Abstract
Cardiovascular disease (CVD) manifests and progresses differently in men and women, a phenomenon known as sex bias. Understanding the mechanisms underlying this sex bias is critical to the development of sex-specific treatments. Hormonal differences have been suggested to account for the sex bias by the observation that younger women are routinely protected from CVD until postmenopause. However, hormone replacement therapies have not provided broad cardioprotection, suggesting that other biological factors contribute to the sex bias. One likely contributor is the set of genes that escape X-chromosome inactivation in females, resulting in higher gene dosage compared to males. Here, we characterized the escape landscape in major organs of the mouse to elucidate the functions of escape genes and the extent of organ- and lineage-specific escape. In addition, we captured gene escape in mouse models of cardiac disease at the cell-type resolution and characterized the function of selected candidate genes. The overall goal is to identify novel sex-specific regulatory disease mechanisms with the perspective of developing RNA-based therapies for sex-specific treatment.
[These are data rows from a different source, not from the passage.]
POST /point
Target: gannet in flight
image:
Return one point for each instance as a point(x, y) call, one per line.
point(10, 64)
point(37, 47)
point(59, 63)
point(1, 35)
Daniel Andergassen received his Diploma degree in Molecular Biology from the University of Vienna in 2012. He then had the privilege to do his Ph.D. at CeMM under the supervision of Denise Barlow, a driving force of epigenetics, genomic imprinting, and lncRNA biology (2016). In her lab, he generated the most comprehensive map of allele-specific expression in the mouse, including identifying all the imprinted genes and X chromosome inactivation (XCI) escapers. To accomplish this, he developed a bioinformatics pipeline to detect allele-specific expression from high-throughput sequencing data. To learn more about lncRNA biology and epigenetic regulation, he joined the lab of John Rinn and Alexander Meissner as a postdoctoral researcher at Harvard, where he focused his research on X-linked lncRNA loci with sex-specific features that have been linked to the structure of the inactive X chromosome. In another project, he used CRISPR-Cas9 to target epigenetic key pathways in vivo, which revealed the imprinting mechanism genomewide. Furthermore, this approach demonstrated, for the first time, that the inactive X chromosome could be reactivated in vivo. Since 2020, he has been leading an independent junior research group at the TUM, aiming to understand the impact of the non-coding genome in heart disease and elucidate the contribution of sex chromosomes to sex differences in cardiovascular disease. To achieve these goals, the Andergassen lab combines allele-specific (Epi-) Genomics with the pharmacological translational expertise of the host institute, with the overall objective of developing RNA-based therapies for sex-specific treatments.